The July 15 brawl indicates that intraethnic conflict in Bosnia could lie ahead.
Ethno-sectarian tensions are not new in Mostar. The city lies on the strategic Neretva River, which allows north-south access throughout southern Bosnia and Herzegovina and eventually the Adriatic coast in the south. Mostar’s location at the heart of the Neretva Valley positions it at the crossroads of the Muslim-dominated northern Neretva basin, the predominantly Croatian western Herzegovina and Serb-dominated eastern Herzegovina. The town’s demographics before the 1992-1995 Bosnian Civil War illustrated its diversity, with nearly every ethnicity equally represented: the Bosniaks and Croats were dominant at around 35 percent each, while the substantial Serbian population stood at around 20 percent. Today, the city is split down the middle between Croats and the Bosniaks.
The town saw heavy conflict between Croatians and Bosniaks during the Bosnian Civil War,tensions that have resurfaced recently. The latest case of violence is notable, however, in that it is within an ethno-sectarian group: the moderate Muslim Bosniaks and the hard-line Wahhabis. During the Bosnian War, Wahhabis were tolerated in Bosnia because they were seen as a vital link with the Middle East able to provide financial and military support for the Bosniak cause.
Nearly 15 years after the end of the Bosnian civil war, however, the more moderate Bosniaks have no desire to see Islamic fundamentalism imposed in the Balkans, and now largely resent the Wahhabis’ presence in the region. The tensions in Mostar follow the arrest of six men in neighboring Serbia’s predominantly Muslim Sandzak region last month over similar fears of the rise of Islamic fundamentalism.
These tensions are likely to be exacerbated in coming months as the economic crisis continues to hit the region, and Bosnia in particular. While there have been ethnic tensions in northern Kosovo and most recently in south Serbia between Serbs and Albanians, those conflicts are more stable than Bosnia’s. In Kosovo, communities are largely segregated and firmly separated by the presence of a sizable international armed presence. In south Serbia, the predominantly Albanian Presevo Valley has again flared up with sporadic attacks against Serbian Interior Ministry personnel and civilians, but Belgrade has a firm grip on the region and is making sure that it does not use a heavy-handed approach that would elicit an international backlash. Either way, the Albanians of Presevo are unlikely to receive any support from the West. This is because the West has tired of Balkan intrigue, and because Belgrade is making sure to cooperate closely with international forces in Kosovo.

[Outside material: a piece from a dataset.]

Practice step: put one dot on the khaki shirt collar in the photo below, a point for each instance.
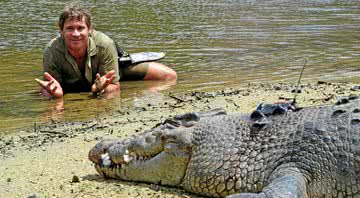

However, Bosnia is still prone to unrest. The country is still mixed ethnically, particularly in the joint Croat-Muslim federal entity, where different ethnic groups are in close proximity. The most recent attack in Mostar, however, also illustrates that as social tensions rise due to the economic crisis, intraethnic violence is also possible. Though this does not mean that new clashes are imminent, STRATFOR will be watching any new developments in this volatile region closely, with Bosnia at the center of our attention.